Another statistic the Powerhouse will need to overcome is that of a troubling “brain drain” as twentysomethings leave the region – according to the Office for National Statistics, in 2014 more than 66,300 people in their twenties moved out of northern England while just under 42,500 moved in.
Lancaster believes that business leaders in the Northern Powerhouse have an advocacy job to do in order to show young entrepreneurs – from both inside and outside of the region – that they’re missing out, and even jeopardising their growth potential, by overlooking the area as a location for their ventures:
“If you’re a start-up and you don’t have a huge amount of money it seems crazy to base your whole operation in London, the most expensive city in the world,” he says. “To me it makes more sense to have your core team based in any of the major Northern Powerhouse cities, but then spend time in London meeting investors or business partners if that’s what you need to do.”

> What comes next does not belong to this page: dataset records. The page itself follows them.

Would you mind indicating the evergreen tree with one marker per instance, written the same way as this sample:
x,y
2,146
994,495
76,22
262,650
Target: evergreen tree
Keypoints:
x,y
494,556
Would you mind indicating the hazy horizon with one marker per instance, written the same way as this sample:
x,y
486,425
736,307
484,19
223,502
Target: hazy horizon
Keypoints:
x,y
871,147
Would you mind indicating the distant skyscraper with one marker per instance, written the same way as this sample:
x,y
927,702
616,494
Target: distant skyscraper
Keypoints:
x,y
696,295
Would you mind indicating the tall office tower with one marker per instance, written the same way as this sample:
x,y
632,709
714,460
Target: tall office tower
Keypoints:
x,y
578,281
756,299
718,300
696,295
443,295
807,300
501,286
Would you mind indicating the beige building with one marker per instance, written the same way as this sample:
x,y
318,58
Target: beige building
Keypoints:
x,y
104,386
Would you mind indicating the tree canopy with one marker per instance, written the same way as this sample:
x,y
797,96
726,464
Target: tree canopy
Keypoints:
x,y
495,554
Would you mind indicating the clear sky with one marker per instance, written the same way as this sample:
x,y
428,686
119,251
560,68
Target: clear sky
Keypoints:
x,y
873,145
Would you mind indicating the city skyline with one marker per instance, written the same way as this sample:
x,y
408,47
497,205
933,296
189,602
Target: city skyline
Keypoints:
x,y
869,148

The peril to the UK economy as a whole, adds Lancaster, is when start-ups find themselves priced out of London and move out of the country altogether, unaware that their business could thrive in the north:
“I was in Berlin before Christmas and met loads of start-ups who had left London and moved to Berlin because it was just too expensive for them – they were burning through their investment too quickly by being in London. By being in Berlin they could make their money go further and also have the benefit of being in a big city and all that brings with it.

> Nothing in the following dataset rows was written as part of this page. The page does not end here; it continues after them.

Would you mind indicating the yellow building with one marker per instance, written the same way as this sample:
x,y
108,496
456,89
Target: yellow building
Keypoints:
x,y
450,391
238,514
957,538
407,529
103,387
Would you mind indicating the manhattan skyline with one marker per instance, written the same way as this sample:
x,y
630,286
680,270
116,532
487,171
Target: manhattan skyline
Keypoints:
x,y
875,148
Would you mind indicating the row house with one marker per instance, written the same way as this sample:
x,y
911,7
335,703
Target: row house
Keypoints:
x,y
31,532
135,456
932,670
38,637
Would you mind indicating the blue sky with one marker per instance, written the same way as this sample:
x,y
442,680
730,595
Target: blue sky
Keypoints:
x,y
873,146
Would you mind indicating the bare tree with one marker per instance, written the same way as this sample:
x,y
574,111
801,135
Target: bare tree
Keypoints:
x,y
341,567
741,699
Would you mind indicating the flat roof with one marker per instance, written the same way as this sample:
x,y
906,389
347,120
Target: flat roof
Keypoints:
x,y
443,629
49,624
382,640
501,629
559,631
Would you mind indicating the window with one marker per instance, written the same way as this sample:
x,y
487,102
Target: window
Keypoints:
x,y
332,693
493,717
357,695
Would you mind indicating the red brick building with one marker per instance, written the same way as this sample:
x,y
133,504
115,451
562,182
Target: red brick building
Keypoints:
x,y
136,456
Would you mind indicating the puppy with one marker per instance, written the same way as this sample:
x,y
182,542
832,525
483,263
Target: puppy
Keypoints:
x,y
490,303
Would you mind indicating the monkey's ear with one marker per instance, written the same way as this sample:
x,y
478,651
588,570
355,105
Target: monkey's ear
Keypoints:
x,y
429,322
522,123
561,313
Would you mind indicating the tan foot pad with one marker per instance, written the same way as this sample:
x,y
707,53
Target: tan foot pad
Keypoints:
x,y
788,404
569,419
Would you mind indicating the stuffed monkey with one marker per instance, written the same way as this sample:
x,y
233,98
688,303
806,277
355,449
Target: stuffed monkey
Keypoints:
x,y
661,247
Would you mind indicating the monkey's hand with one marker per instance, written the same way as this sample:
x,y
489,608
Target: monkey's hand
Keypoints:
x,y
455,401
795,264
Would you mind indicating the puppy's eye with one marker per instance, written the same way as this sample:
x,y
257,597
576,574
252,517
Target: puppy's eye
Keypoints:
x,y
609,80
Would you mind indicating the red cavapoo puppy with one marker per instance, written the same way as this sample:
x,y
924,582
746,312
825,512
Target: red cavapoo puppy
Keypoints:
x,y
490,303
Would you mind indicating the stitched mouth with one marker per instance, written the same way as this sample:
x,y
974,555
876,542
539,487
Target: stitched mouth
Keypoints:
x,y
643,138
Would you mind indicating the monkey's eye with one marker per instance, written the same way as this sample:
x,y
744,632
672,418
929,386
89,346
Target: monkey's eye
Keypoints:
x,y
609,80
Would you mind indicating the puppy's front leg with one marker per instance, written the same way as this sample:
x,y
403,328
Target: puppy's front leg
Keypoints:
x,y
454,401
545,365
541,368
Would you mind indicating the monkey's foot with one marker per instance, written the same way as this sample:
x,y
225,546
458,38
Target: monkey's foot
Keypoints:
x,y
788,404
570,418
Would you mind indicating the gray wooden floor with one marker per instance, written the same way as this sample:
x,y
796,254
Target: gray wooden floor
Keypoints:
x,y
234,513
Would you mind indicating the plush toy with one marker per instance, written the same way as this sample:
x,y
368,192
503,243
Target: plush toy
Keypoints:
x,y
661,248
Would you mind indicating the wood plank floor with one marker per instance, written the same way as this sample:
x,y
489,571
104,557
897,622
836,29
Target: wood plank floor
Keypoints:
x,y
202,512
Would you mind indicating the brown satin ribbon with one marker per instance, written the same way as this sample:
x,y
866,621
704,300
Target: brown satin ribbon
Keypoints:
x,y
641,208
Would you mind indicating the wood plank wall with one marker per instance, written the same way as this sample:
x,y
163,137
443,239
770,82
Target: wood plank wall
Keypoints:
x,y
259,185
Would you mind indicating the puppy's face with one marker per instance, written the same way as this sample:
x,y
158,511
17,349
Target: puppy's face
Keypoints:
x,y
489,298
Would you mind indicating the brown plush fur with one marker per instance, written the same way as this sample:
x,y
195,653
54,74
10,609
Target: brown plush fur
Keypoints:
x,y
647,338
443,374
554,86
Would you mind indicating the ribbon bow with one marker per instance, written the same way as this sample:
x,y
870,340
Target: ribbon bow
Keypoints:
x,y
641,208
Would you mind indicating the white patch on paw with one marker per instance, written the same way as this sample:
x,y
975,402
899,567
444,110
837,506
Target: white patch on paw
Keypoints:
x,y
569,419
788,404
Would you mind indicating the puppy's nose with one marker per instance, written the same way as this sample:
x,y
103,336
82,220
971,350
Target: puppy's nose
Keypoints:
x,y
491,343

“They had never considered moving north. So I think it’s really important that we all beat the drum for the north and get people to consider it – there’s no benefit to the UK economy if they leave. Just from talking to entrepreneurs and telling them what’s going on, they were saying, ‘OK, we’re looking to open another office, so we’ll look at doing it in the north now.’”
Hayman believes that this task of increasing awareness could be significantly aided by the Northern Powerhouse seizing on a collective identity in the tech sector, just as London has successfully achieved in recent years:
“I chaired a dinner for the British Business Bank that Lee Strafford, founder of PlusNet, spoke at – he talks compellingly about how the north of England could become the home for corporate technology,” says Hayman.
“For example, London has created a consumer technology brand – go to Shoreditch and you’ll find apps and hugely successful consumer-facing tech brands. Look to the north of England and you’re starting to see this opportunity of a whole new sector. London proved with fintech that you can create a category and the north needs to make a land grab like that.”
Lancaster agrees: “There are definitely things that northern tech communities share in common – there’s a very strong tech-for-good element, people are trying to use technology to solve real problems, not necessarily just wanting to do flashy or gimmicky consumer-based apps and websites. A lot of them are B2B, they’re trying to improve business processes or tackle important issues – part of a supply chain that really helps established businesses.”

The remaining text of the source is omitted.